”Juro cumprir a Constituição”
* Eduardo Fagnani – O Estado de S.Paulo
Na posse de Dilma Rousseff chamou-me a atenção o conciso juramento dedicado ao cumprimento da Constituição, fundamento do Estado democrático. Veio-me à mente o fato de que, no tocante à seguridade social, nenhum dos seus antecessores cumpriu esse compromisso solene, a começar por Sarney.
A questão de fundo é que certos setores da sociedade resistem a aceitar essa conquista social. A mesma recusa se verificou em todos os governos desde 1988. Optaram por descumprir princípios fundamentais da organização e do orçamento da seguridade social (SS) e dos mecanismos que asseguram o controle social sobre os rumos das políticas de saúde, previdência e assistência social (Conselho Nacional da Seguridade Social).
Após 22 anos, percebo um conjunto de aparentes inconstitucionalidades.

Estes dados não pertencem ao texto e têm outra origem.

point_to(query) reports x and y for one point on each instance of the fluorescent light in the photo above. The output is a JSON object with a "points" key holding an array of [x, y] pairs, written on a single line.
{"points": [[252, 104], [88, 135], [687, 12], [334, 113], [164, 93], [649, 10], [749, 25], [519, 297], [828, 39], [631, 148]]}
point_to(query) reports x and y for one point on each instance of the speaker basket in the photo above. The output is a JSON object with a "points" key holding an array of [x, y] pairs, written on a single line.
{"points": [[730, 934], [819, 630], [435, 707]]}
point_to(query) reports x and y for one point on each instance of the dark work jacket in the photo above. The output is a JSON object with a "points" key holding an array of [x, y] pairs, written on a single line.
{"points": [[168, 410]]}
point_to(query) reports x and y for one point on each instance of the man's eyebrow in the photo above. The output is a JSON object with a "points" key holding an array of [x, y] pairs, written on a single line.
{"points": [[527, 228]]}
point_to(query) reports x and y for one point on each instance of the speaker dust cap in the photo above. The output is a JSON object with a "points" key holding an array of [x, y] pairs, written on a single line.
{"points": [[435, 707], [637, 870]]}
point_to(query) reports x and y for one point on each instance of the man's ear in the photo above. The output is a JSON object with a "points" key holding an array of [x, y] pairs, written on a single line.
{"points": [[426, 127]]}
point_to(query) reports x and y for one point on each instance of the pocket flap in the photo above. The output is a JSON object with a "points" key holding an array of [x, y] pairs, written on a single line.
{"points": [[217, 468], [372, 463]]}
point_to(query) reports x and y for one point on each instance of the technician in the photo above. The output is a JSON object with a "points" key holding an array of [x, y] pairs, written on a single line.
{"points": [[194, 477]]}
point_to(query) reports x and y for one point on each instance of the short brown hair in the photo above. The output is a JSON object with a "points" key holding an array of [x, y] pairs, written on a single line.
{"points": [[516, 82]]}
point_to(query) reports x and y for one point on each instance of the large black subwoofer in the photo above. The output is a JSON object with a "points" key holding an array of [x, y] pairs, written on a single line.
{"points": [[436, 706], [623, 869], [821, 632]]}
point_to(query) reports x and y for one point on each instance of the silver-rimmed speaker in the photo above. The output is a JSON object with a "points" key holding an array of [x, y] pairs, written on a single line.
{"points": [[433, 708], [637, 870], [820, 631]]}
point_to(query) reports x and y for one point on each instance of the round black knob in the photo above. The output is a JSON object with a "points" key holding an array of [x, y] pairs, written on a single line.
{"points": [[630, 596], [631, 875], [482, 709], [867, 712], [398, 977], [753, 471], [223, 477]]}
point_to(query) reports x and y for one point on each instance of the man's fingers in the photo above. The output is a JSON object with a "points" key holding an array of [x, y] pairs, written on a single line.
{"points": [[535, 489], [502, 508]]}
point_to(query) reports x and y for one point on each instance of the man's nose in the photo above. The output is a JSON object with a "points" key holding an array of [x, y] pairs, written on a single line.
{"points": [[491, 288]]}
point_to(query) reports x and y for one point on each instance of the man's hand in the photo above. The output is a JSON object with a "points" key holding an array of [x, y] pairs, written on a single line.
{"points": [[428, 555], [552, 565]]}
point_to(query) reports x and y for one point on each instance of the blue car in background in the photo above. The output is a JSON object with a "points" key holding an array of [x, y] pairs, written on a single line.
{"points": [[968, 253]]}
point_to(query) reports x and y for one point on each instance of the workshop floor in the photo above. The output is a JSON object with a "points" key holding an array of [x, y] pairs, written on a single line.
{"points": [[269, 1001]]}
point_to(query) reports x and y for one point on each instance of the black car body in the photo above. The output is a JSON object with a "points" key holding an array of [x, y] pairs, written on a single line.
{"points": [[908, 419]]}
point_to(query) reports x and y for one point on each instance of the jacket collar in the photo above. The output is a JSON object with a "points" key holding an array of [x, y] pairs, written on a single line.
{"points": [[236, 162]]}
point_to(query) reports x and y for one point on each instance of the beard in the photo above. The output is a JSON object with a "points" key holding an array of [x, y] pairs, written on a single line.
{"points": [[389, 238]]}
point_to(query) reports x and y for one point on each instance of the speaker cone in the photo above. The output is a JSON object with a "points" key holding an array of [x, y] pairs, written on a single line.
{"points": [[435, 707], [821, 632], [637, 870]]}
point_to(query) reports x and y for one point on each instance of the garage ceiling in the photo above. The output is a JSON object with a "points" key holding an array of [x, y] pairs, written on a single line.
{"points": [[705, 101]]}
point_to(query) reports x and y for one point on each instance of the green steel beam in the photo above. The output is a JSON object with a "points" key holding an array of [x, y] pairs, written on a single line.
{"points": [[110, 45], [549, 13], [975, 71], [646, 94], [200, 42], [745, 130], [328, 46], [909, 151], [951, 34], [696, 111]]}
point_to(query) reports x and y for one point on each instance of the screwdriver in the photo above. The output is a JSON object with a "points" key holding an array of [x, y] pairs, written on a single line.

Digo aparentes porque, sendo economista, não tenho competência para comprovar com rigor esses pontos. Conclamo os juristas a participar desse debate. Fica a pergunta: não cabem ações diretas de inconstitucionalidade?

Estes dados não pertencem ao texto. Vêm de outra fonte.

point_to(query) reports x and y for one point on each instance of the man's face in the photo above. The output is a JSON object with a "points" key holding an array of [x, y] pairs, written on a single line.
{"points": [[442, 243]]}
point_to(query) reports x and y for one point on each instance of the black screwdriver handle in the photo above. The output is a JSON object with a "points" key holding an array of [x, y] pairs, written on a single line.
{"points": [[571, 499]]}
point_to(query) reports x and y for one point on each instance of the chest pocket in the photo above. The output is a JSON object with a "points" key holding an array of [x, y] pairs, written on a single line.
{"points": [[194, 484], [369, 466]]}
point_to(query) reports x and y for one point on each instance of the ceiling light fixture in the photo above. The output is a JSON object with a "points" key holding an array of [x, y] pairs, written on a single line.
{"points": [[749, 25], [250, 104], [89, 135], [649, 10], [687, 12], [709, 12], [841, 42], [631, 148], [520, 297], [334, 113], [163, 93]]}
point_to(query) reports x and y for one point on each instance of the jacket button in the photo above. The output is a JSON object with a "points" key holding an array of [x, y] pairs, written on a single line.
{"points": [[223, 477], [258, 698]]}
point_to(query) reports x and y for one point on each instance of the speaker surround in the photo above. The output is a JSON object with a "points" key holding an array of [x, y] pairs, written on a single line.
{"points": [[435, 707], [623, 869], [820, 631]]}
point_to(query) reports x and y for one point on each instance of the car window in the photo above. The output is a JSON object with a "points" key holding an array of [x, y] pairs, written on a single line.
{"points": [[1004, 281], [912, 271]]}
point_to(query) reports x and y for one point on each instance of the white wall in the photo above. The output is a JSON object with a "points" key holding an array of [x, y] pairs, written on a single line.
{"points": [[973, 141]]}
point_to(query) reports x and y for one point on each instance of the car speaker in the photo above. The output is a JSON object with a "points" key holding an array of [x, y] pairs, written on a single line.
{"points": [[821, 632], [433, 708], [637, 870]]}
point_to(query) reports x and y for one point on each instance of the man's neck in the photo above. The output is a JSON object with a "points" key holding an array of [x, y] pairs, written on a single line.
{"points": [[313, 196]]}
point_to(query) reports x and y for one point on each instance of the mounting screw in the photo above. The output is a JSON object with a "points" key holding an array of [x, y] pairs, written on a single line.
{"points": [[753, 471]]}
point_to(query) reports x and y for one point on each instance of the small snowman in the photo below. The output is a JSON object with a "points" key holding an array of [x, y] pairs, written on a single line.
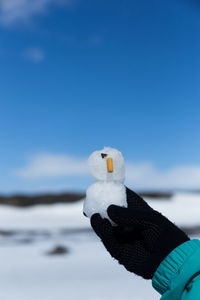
{"points": [[107, 167]]}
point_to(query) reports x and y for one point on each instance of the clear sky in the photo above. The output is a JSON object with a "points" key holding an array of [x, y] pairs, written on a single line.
{"points": [[78, 75]]}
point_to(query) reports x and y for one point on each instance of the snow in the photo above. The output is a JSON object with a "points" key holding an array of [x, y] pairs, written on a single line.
{"points": [[109, 188], [88, 271], [98, 165], [182, 208], [101, 195]]}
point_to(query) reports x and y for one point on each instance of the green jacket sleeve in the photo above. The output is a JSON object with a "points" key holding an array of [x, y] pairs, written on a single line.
{"points": [[178, 276]]}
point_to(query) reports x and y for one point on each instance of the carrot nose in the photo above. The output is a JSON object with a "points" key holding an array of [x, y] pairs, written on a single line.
{"points": [[110, 164]]}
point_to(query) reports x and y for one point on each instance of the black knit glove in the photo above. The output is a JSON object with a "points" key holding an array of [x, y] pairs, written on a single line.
{"points": [[142, 238]]}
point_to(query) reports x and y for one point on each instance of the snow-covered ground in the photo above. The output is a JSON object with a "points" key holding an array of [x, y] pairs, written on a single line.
{"points": [[87, 271]]}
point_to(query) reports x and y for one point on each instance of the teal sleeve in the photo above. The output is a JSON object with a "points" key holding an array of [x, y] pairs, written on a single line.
{"points": [[178, 276]]}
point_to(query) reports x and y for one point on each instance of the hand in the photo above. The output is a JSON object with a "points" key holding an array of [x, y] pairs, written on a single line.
{"points": [[142, 238]]}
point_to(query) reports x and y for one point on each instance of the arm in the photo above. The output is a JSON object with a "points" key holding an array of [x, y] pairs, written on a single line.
{"points": [[148, 244]]}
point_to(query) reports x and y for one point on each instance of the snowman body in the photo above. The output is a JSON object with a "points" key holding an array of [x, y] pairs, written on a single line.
{"points": [[109, 188]]}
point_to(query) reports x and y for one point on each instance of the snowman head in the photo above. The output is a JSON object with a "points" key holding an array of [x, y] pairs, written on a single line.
{"points": [[107, 165]]}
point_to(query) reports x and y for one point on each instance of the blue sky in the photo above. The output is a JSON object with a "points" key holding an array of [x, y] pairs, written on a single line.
{"points": [[78, 75]]}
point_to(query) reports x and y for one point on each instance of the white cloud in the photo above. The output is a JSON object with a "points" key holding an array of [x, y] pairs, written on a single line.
{"points": [[36, 55], [12, 11], [146, 175], [138, 175], [52, 165]]}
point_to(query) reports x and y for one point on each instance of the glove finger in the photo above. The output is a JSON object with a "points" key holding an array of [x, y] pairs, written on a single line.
{"points": [[135, 217], [135, 201], [96, 223], [105, 231], [133, 257]]}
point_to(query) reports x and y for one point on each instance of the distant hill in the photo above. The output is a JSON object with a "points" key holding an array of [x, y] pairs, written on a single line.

A primeira aparente ilegalidade é que o poder público jamais organizou a SS como rezam os artigos 165, 194, 195 e 59 – este último do Ato das Disposições Constitucionais Transitórias (ADCT). A Constituição de 1988 instituiu a SS integrada pelos setores da saúde, previdência e assistência social e seguro-desemprego (artigo 194). O artigo 59 dos ADCT estabeleceu prazos claros: “Os projetos de lei relativos à organização da seguridade social e aos planos de custeio e de benefício serão apresentados no prazo máximo de seis meses da promulgação da Constituição ao Congresso Nacional, que terá seis meses para apreciá-los”. O parágrafo único complementa: “Aprovados pelo Congresso Nacional, os planos serão implantados progressivamente nos dezoito meses seguintes”. Esses prazos, todavia, não foram observados. Tais determinações – mantidas pela Lei Orgânica da Seguridade Social (1991) e pela Emenda Constitucional 20/98 – foram olimpicamente descumpridas. O Executivo jamais formulou o projeto de lei de organização da seguridade social, conforme reza, rigorosamente, a Carta Magna. Optou por formular projetos de lei setoriais separados e institucional e financeiramente desarticulados.

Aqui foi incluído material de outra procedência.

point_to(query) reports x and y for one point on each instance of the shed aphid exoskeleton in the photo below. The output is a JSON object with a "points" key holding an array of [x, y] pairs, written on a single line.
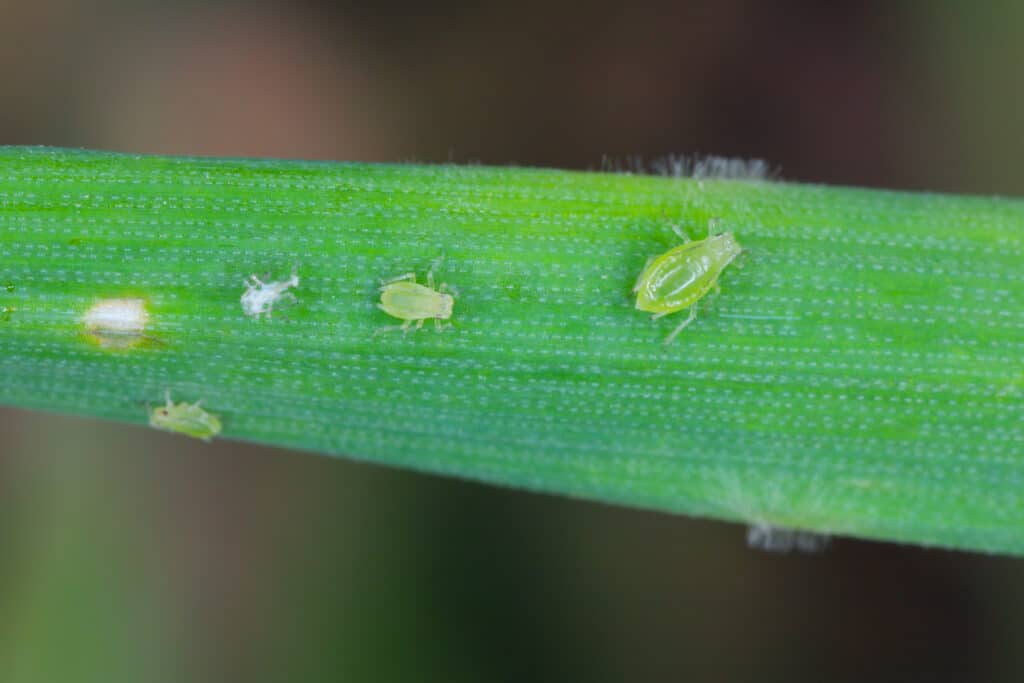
{"points": [[401, 297], [259, 297], [681, 276], [188, 419], [117, 324]]}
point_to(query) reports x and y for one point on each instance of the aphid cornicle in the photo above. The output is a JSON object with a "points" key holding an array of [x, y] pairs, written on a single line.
{"points": [[188, 419], [681, 276], [402, 298]]}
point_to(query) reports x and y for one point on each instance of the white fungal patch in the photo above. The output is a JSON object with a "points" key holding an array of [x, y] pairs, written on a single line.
{"points": [[259, 297], [117, 323]]}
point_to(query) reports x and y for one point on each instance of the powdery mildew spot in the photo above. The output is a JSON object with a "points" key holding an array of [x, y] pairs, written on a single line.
{"points": [[259, 297], [117, 323]]}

Para financiar a SS a Constituição introduziu o orçamento da seguridade social (OSS), um conjunto de impostos gerais e contribuições de empregados e empregadores vinculados ao financiamento dos setores da saúde, previdência, assistência e seguro-desemprego (artigo 195). A segunda aparente inconstitucionalidade é que o Executivo jamais apresentou o OSS, rigorosamente como reza a Carta Magna. Em primeiro lugar, como mencionado, o ponto de partida são os planos de custeio e de benefício dos setores que integram a SS (artigo 59 do ADCT). Em segundo lugar, uma vez consolidado o OSS, suas fontes e seus usos devem ser apresentados anualmente, numa peça única, visando à transparência e ao controle social: o parágrafo 5.º do artigo 165 determina que a lei orçamentária anual compreende o orçamento fiscal, o orçamento das empresas estatais e o orçamento da seguridade social, “abrangendo todas as entidades e órgãos a ela vinculados, da administração direta ou indireta, bem como os fundos e fundações instituídos e mantidos pelo Poder Público”. Esses preceitos constitucionais não foram cumpridos, com rigor, pelo Executivo.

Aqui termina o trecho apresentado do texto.